(Vibizmedia – National) Dalam rangka memenuhi kebutuhan masyarakat terhadap uang pecahan kecil dan baru menjelang Hari Raya Idul Fitri 1438 H. PT Bank Negara Indonesia (Persero) Tbk atau BNI menetapkan 205 lokasi penukaran uang baru di daerah-daerah paling terdepan, terjauh, dan terpencil.
Layanan daerah yang terdepan, terjauh, dan terpencil adalah bagian dari program Bank Indonesia (BI) jangkau dan distribusi uang baru ke daerah-daerah yang selama ini memiliki akses terbatas terhadap uang pecahan baru.
Pada penyaluran uang baru tersebut BNI menetapkan tema Melayani Rupiah Hingga ke Ujung Negeri. BNI tidak hanya memanfaatkan outlet atau kantor cabang untuk menyalurkan uang pecahan baru tersebut. BNI juga memanfaatkan jaringan agen Laku Pandai atau yang disebut Agen46 BNI.
Dalam siaran pers di Jakarta, Jumat (16/6) Corporate Secretary BNI Kiryanto mengungkapkan, dari 205 lokasi penukaran uang tersebut, sebanyak 147 lokasi dilaksanakan di outlet atau kantor cabang yang berada di daerah terpencil. Selebihnya 50 outlet berada di daerah kepulauan, dan 8 lainnya lokasi di daerah perbatasan.

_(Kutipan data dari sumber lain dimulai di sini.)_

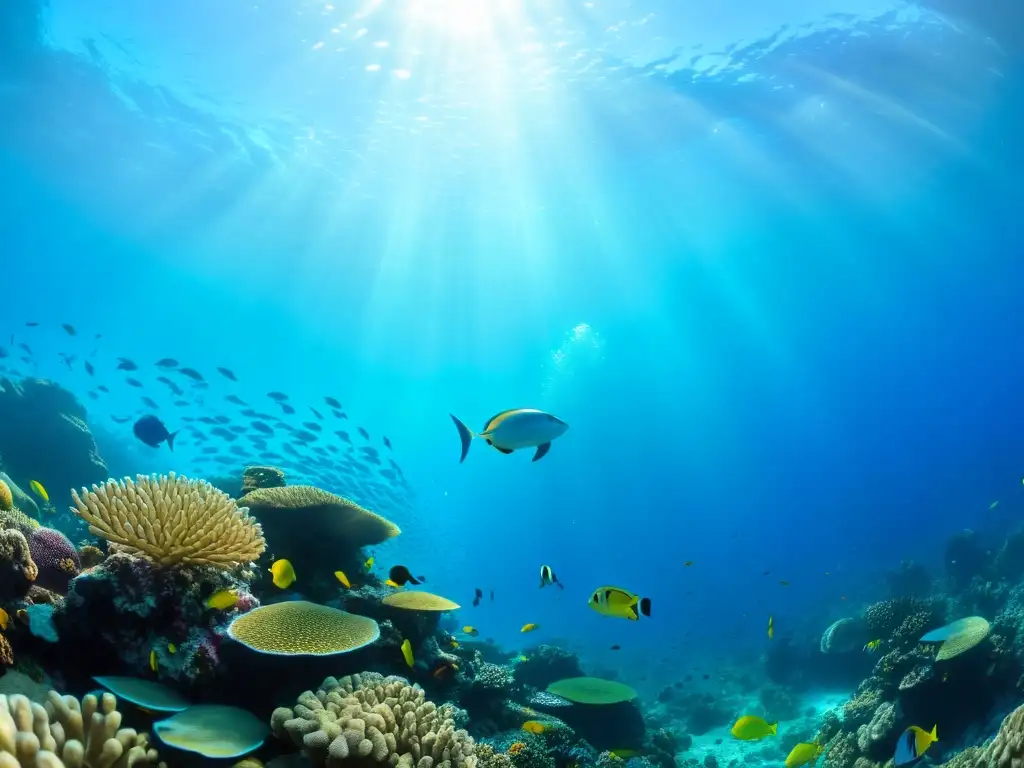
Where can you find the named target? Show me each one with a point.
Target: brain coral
(171, 519)
(55, 557)
(297, 628)
(69, 734)
(369, 719)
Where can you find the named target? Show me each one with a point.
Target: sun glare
(465, 19)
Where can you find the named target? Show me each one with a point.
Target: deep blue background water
(765, 263)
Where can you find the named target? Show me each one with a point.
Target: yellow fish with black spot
(284, 573)
(802, 754)
(38, 489)
(614, 601)
(514, 429)
(753, 728)
(407, 652)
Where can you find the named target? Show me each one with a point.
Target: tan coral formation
(67, 733)
(369, 720)
(171, 520)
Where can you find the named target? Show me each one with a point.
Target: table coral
(374, 719)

Peluncuran program penyaluran uang pecahan baru oleh BNI ini disebar dari daerah paling barat di Indonesia, yaitu Kota Sabang, lalu kea rah Provinsi Aceh, Gunung Sitoli (Pulau Nias), Propinsi Sumatra Utara, serta di salah satu daerah terpencil di Papua, yaitu Asiki (sekitar 10 jam perjalanan lewat darat dari Merauke).

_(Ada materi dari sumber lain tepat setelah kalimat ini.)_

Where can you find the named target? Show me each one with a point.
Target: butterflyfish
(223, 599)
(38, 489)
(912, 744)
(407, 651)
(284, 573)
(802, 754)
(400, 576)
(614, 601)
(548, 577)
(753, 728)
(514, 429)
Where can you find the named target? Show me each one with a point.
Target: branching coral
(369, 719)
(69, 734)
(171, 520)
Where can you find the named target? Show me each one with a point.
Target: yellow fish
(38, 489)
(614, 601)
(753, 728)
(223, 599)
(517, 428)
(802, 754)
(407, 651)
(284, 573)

Daerah-daerah terpencil yang akan dijangkau oleh program penukaran uang baru BNI ini antara lain seperti Fak-fak, Luengmbata, Pasaman, Subulusalam, hingga Tapak Tuan.

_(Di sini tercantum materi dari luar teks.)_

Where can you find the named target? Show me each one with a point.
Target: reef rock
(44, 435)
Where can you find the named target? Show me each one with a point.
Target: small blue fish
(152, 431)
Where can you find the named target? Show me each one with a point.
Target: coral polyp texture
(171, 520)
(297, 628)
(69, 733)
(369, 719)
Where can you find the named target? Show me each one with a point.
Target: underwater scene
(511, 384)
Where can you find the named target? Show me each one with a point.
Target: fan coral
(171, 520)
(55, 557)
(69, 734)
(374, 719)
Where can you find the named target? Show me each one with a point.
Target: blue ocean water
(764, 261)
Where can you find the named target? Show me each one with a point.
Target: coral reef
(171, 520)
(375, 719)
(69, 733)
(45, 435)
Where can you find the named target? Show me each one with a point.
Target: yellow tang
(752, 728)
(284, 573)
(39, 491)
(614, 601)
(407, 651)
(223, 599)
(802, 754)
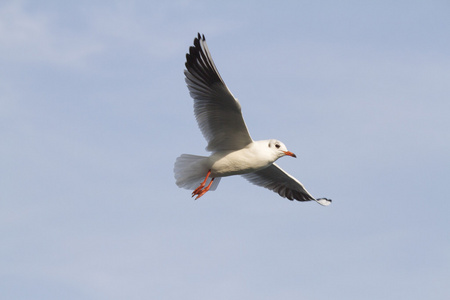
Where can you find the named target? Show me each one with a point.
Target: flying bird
(234, 152)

Beberapa kawasan yang tergolong terjauh di kepulauan antara lain Wamena, Tarempa, Mentawai, hingga Tanjung Uban. Adapun daerah-daerah terdepan di perbatasan antara lain Natuna, Sangata, Nunukan, dan Sambas.
Pihak BNI berharap masyarakat akan mendapatkan kemudahan dalam memenuhi kebutuhan uang baru, sehingga melengkapi kebahagiaan saat merayakan Hari Raya Idul Fitri tahun 2017.